Para reduzir esse atrito, treinamento e saída exigem abordagens específicas. No caso das saídas, medidas eficazes incluem limitar o comprimento das respostas quando o prompt sugerir a possibilidade de citação extensa e literal, implementar detectores de “quase cópias” que substituam trechos por resumos e adotar controles para impedir a geração de imagens no estilo de artistas específicos.
No treinamento, recomenda-se realizar due diligence para verificar a origem dos dados, evitando materiais piratas e mapeando claramente quem pode licenciar os conteúdos, em quais territórios, prazos e condições. Isso pode ser complementado pela adoção de uma espécie de “etiqueta de dados”, informando fontes, respeito a opt-outs, fração de domínio público e uso de acervos licenciados. Providências desse tipo tendem a aumentar a confiança de potenciais clientes corporativos, para os quais a transparência pode ser tão importante quanto a performance. Nesse cenário, a conformidade deixa de ser apenas um custo e passa a ser um diferencial competitivo, sobretudo quando concorrentes enfrentam as consequências legais de práticas descuidadas.
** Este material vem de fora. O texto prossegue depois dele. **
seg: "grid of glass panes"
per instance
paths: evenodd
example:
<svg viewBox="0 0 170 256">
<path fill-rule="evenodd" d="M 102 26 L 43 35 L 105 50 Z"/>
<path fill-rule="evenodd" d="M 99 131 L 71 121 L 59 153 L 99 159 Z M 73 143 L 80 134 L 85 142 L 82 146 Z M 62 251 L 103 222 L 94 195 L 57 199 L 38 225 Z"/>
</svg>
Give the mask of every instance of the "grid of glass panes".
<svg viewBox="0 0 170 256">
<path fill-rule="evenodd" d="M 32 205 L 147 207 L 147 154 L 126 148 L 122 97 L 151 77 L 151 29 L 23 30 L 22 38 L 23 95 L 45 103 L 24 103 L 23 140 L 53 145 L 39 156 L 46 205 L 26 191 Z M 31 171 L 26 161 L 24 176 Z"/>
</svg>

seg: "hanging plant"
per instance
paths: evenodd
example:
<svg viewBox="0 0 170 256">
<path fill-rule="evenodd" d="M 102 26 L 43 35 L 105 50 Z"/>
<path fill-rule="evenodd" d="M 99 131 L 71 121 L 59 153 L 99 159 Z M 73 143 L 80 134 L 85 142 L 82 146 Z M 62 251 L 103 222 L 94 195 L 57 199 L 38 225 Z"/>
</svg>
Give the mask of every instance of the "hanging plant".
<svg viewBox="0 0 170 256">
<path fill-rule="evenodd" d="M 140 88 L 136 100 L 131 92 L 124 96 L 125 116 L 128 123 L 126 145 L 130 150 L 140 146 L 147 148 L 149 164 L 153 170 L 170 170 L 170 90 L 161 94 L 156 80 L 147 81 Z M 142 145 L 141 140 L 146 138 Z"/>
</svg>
Nada disso implica em frear a inovação. Ao contrário, mitigar riscos legais e reputacionais tende a acelerar a adoção da inteligência artificial. As disputas em curso mostram que a questão não é liberar ou proibir indiscriminadamente conteúdos, mas escolher com critério quais dados utilizar, sob quais salvaguardas, a que preço e com que grau de transparência. O objetivo é alcançar um equilíbrio em que modelos de alto desempenho convivam com mercados autorais saudáveis, preservando os ecossistemas que os alimentam e repartindo ganhos de forma mais justa entre plataformas e criadores.